At that time, there were just a handful of young people from southwest Louisiana who were interested in Cajun music, and the undisputed leader of them was Michael Doucet. His fire and dedication, his insistence on having the music be part of a living breathing tradition (not a museum piece), and his musical creativity – these are qualities Michael shares with the greatest of Cajun fiddlers, Dennis McGee and Dewey Balfa. I think it is no accident that Michael studied with both of them, but he did exactly what they did: took the music that had been passed on to him, and both preserved and changed it at the same time, putting his own stamp on the music.
On that same first trip, we got to know Ann Savoy, by that time she and Marc were married and living in their beautiful old home. Ann is a marvel – an unassuming but killer strong rhythm guitarist, the possessor of a voice with a beautiful timbre, a treasure house of hundreds (perhaps thousands) of Cajun songs, from centuries-old traditional ballads to dance hall favorites of the 1950s, and she is a famous style icon as well.

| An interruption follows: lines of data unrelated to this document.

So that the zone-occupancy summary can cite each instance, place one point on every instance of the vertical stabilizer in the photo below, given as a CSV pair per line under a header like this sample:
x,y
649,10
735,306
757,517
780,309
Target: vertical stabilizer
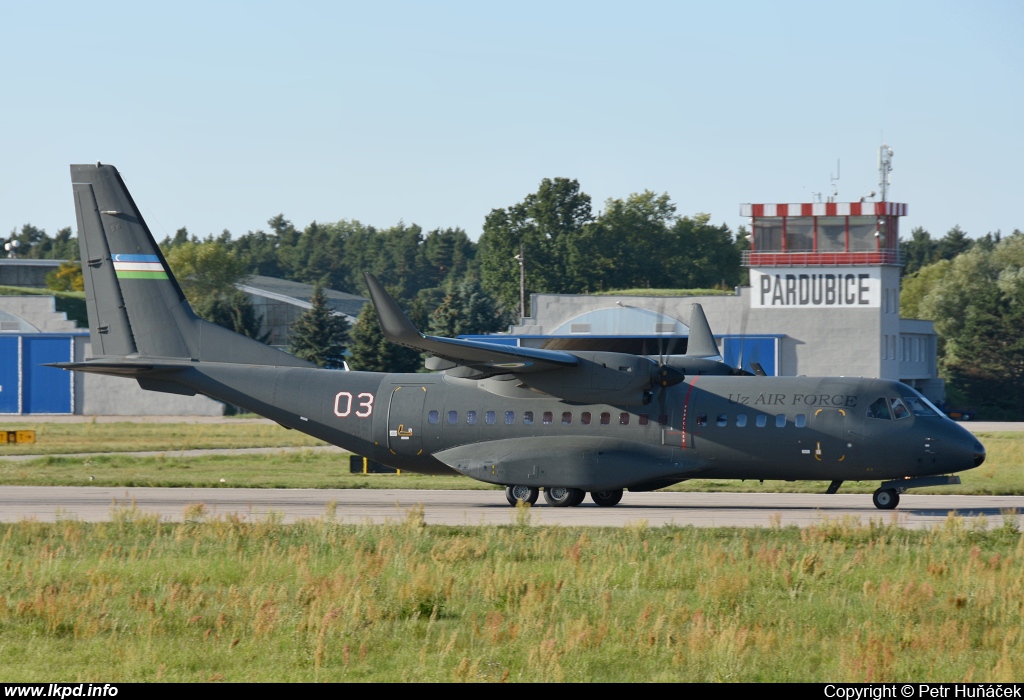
x,y
135,306
701,341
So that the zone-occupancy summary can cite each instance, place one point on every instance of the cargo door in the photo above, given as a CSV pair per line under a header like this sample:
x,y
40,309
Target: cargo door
x,y
830,439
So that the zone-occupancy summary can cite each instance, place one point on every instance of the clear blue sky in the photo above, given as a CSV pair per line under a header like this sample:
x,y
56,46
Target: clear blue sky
x,y
220,115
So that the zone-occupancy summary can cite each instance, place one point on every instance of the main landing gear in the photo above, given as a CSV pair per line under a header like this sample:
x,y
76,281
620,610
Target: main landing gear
x,y
887,497
526,494
561,496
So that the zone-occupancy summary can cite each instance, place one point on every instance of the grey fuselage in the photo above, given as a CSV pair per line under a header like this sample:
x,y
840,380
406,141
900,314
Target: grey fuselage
x,y
504,433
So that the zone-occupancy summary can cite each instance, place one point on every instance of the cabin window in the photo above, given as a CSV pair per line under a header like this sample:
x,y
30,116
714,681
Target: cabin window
x,y
879,409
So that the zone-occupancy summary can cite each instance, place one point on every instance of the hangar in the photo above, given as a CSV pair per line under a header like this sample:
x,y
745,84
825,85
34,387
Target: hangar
x,y
822,300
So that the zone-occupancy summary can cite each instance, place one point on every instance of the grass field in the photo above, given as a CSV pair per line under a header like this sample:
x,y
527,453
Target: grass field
x,y
65,438
139,600
1001,474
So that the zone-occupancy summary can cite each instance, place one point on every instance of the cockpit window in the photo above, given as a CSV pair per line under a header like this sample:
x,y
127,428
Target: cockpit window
x,y
879,409
921,406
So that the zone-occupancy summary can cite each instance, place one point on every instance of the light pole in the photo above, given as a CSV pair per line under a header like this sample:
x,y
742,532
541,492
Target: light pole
x,y
522,283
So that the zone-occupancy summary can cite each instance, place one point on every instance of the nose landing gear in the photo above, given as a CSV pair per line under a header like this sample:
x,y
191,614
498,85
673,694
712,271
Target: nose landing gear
x,y
526,494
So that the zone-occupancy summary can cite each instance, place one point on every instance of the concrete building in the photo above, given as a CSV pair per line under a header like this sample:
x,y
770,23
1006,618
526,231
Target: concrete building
x,y
822,300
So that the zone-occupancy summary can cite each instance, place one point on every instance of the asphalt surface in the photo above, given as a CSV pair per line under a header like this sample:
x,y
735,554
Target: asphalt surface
x,y
49,504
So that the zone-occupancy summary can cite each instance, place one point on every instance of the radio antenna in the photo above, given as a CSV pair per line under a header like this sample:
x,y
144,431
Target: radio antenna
x,y
885,171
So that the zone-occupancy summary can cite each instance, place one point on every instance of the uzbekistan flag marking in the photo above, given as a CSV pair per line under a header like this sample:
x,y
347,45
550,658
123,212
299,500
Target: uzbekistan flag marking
x,y
138,267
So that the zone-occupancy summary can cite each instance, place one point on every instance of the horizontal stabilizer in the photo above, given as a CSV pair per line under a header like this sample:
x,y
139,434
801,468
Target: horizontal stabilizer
x,y
127,368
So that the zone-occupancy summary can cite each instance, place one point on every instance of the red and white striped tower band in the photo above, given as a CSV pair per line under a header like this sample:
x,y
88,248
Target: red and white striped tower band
x,y
823,233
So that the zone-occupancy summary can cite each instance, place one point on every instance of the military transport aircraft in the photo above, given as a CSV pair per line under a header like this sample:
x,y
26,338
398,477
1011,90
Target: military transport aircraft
x,y
566,423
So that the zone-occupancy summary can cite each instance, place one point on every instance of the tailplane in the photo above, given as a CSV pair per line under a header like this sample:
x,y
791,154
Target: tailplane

I’ve lost track of all the albums she’s done, with Marc and Michael, with the Savoy Family Band, with the Magnolia Sisters, on her own with the Sleepless Knights, and most famously her collaborations with Linda Ronstadt. She’s also done music for films and appeared in films, written the best book so far about Cajun music, and there’s probably dozens of other projects I can’t remember right now.
Wilson and Joel Savoy (two of Marc and Ann’s talented kids) will also be on hand – it is a great pleasure to welcome Michael Doucet and the Savoy family back to Fiddle Tunes!

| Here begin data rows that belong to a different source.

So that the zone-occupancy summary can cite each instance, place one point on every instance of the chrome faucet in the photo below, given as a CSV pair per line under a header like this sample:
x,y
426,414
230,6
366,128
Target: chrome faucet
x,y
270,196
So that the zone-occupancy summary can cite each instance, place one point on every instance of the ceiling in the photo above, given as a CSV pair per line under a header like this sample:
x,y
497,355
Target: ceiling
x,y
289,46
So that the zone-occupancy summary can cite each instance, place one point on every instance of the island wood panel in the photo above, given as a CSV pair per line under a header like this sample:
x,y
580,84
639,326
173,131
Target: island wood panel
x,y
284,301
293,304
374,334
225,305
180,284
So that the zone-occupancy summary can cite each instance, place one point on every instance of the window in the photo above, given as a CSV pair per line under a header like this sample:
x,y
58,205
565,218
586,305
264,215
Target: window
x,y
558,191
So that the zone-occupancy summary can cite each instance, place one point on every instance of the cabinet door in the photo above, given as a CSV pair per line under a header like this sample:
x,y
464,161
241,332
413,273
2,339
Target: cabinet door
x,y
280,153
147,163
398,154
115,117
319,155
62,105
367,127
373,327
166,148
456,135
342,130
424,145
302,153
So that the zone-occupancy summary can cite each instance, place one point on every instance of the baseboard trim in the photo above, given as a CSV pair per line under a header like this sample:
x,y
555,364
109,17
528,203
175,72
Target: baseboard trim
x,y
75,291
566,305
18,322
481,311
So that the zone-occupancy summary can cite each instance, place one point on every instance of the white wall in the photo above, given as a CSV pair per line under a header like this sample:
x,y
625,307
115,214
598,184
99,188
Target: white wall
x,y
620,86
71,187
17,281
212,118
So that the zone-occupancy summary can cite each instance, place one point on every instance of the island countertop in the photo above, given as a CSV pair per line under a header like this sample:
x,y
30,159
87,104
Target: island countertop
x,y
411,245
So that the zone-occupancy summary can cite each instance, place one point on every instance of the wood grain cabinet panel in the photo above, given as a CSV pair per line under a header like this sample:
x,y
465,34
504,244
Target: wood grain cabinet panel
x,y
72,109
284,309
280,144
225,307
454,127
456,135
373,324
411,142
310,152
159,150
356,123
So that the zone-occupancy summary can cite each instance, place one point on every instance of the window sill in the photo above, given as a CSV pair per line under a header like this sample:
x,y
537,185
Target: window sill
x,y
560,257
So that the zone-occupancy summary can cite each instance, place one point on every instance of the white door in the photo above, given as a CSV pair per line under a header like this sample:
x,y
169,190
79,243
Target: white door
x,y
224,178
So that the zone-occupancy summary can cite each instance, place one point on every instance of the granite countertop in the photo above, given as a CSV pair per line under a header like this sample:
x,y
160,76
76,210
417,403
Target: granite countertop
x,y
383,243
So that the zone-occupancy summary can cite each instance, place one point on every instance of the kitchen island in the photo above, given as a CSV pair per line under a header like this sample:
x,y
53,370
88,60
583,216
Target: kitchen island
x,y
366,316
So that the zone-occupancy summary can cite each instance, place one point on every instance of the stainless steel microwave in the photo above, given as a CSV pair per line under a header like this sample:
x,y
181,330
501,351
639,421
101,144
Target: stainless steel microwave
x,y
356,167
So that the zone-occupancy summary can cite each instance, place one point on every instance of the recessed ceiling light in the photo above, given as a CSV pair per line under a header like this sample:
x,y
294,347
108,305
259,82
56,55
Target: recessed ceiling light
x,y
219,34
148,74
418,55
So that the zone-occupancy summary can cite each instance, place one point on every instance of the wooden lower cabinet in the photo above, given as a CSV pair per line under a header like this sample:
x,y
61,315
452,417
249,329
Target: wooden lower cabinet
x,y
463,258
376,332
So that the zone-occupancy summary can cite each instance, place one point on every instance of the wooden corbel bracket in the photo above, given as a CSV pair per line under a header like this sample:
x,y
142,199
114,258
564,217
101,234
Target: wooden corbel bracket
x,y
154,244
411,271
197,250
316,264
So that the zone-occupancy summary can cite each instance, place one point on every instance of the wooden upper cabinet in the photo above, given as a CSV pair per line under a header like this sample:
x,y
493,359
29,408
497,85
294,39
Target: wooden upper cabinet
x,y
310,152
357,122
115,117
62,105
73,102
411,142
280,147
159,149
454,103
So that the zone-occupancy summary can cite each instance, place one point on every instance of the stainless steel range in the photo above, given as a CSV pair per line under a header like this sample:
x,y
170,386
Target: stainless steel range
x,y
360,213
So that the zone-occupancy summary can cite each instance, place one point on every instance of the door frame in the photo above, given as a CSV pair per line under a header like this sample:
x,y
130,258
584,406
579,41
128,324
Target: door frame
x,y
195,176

When I checked out Trio Chicontepec on YouTube, it made me want to put on my dancing shoes and stomp around – even though I’m pretty much of a non-dancer.
There is something that you can absorb about a traditional style by dancing to the music, trying to move the way the genuine people move, walking in their shoes in a way – just as you absorb some important aspects of a traditional music by listening to the way the musicians speak – the lilt of their voices, the way their voices rise and fall plays into the way the music is phrased, even for instrumental music.
Rolando “Quecho” Hernandez, founder and patriarch of the group, is truly a fiddle virtuoso, with cascades of elaborate flowery notes, but his music sounds like fun, and the vocal harmonies are wonderful. He started Trio Chicontepec in the 1950s and they’ve played all over the globe, but they also have a music school in Chicontepec where kids and adults of all ages come to learn how to play the fiddle and the jarana.
They are super-welcoming people who will encourage you to express yourself and take part in the festivities, whether by playing a tune or by dancing. There is a saying “El que lo pida, lo baila” – whoever asks for the tune, has to dance it – so I hope that folks will not be shy about making requests!
Bobby Hicks is the king of harmony bluegrass fiddling. He is one of a very small handful of fiddlers still alive and actively playing, who worked with the father of bluegrass music, Bill Monroe – you’ve heard Bobby’s fiddling on classic instrumentals like “Wheel Hoss,” “Big Mon,” “Roanoke”. These are tunes with two and sometimes three fiddles, playing in perfect harmony with plenty of grit and groove.
Bobby joined the Bluegrass Boys as a bass player at the age of 21, and switched over to fiddle after Gordon Terry was drafted. He played with Bill Monroe until early 1960, then went on to play with various country music stars including Mel Tillis and Porter Wagoner, then 21 years with Ricky Skaggs.
His honors include five Grammy awards, 3 gold records, 8 IBMA (Int’l Bluegrass Music Assn’) awards, etc. etc. After more than 50 years in the fiddle business, Bobby is still playing great and has also been actively teaching, so if you are interested in learning bluegrass/Texas swing fiddle with lots of double stops, he’s your man!